Morning- Haydn Sunrise Quartet Op. 76 No. 4, Beethoven's Symphony No. 6 Op. 68 (Movements 1&2), Brahms Violin Sonata No. 1 Op. 78 (Movements 1&2), Chopin Ballade No. 2 Op. 38 & Impromptu No. 2 Op. 36, Franck Violin Sonata in A (1st Movement

Daytime- Mozart Piano Concerto No. 22 K. 482, Gershwin Rhapsody in Blue or an American in Paris, Glazunov Symphony No. 7 Op. 77(1st Movement), Mendelssohn String Quartet No. 3 Op. 44 No. 1, Beethoven String Quartet No. 12 Op. 127, Brahms Piano Quartet No. 2 Op. 26

Nighttime- Bartok Music for strings percussion & celesta, Shostakovich Symphony No. 7 Op. 60 (2cd movement), Schoenberg Verklärte Nacht Op. 4, Walton Symphony No. 2, Mozart Piano Concerto No. 20 K. 466, Prokofiev Violin Concerto No. 1 Op. 19, Mussorgsky Pictures at an Exhibition 

I'd say this is a decent start..


----------



## Lucashio (Mar 11, 2016)

*Thanks meister*

Thanks a lot Meister, a decent start might be all what is needed at times, for anybody out there who finds this thread and would delight in this little "task" I am still happy for more suggestions in relation to music mods of the day :tiphat:


----------



## jegreenwood (Dec 25, 2015)

Tricky because much of the music from the greatest ones tends to command attention more than you might want in a restaurant, where food and social discourse generally dominate.

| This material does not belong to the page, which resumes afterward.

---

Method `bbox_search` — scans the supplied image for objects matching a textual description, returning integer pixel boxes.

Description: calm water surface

For the evening, I would be thinking in terms of Beethoven's septet and Mozart's wind serenades (maybe Dvorak's two serenades as well). Schubert's octet is gorgeous, but harder to move into the background.

Late night - Chopin's nocturnes.

For lunch, maybe Mendelssohn's string serenades.

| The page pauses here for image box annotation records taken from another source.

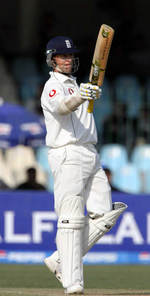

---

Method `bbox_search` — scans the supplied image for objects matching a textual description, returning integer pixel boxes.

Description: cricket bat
[87,24,114,113]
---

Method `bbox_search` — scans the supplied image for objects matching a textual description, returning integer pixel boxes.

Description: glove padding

For morning - Haydn's piano trios possibly. Or his string quartets. Vivaldi violin concertos could also work.

And then of course there's always Telemann's Tafelmusik.

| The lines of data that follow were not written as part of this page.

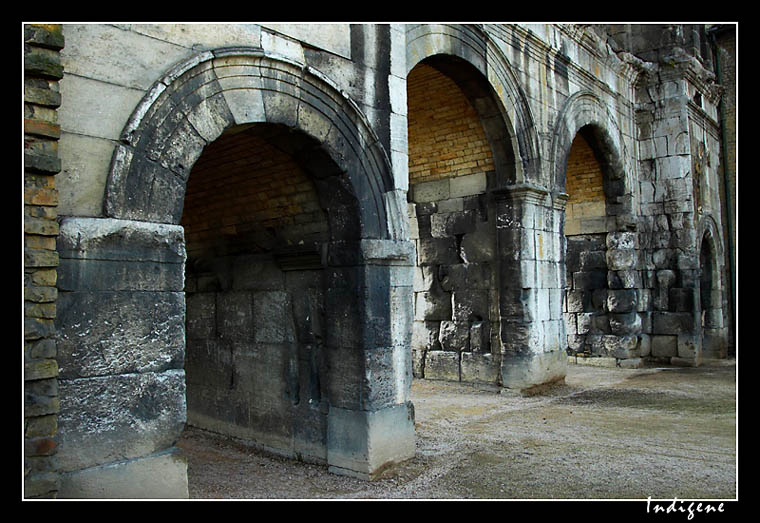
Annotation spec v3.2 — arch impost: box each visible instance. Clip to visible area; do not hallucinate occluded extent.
[493,183,551,204]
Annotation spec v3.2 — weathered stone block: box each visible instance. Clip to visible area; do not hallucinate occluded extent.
[216,291,255,341]
[430,211,476,238]
[651,335,678,358]
[56,369,186,472]
[668,287,694,312]
[608,312,641,335]
[417,238,460,265]
[607,289,638,313]
[450,173,487,198]
[580,251,607,271]
[56,292,185,378]
[412,321,441,350]
[461,352,499,384]
[652,312,694,335]
[573,271,607,290]
[604,335,640,359]
[470,321,491,353]
[607,249,638,271]
[452,290,488,323]
[252,291,295,343]
[58,448,189,499]
[425,351,459,381]
[460,222,496,263]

Edit - For me, Mozart has the remarkable ability to serve as background music when that is what I need, and yet immediately engage me when I look up from what I am doing.


----------



## Pugg (Aug 8, 2014)

I rather like peace and quit in a good restaurant and no distraction from "mu-sac "


----------



## Fugue Meister (Jul 5, 2014)

Pugg said:


> I rather like peace and quit in a good restaurant and no distraction from "mu-sac "


So this thread is obviously not for you why waste time posting a worthless reply?


----------



## Pugg (Aug 8, 2014)

Fugue Meister said:


> So this thread is obviously not for you why waste time posting a worthless reply?


To represent my own views, as people are allowed on this public forum


----------



## Fugue Meister (Jul 5, 2014)

Pugg said:


> To represent my own views, as people are allowed on this public forum


Life is so short why waste time with trivial remarks without substance to a thread asking for some _serious_ and _helpful_ replies?

Sure there are people who enjoy silence while they eat but they have prerogative to eat in a place that doesn't play music. This particular person has a mind to play some cultured music for the patrons of his particular restaurant and has simply asked for some suggestions from his fellow forum members, so why discourage?


----------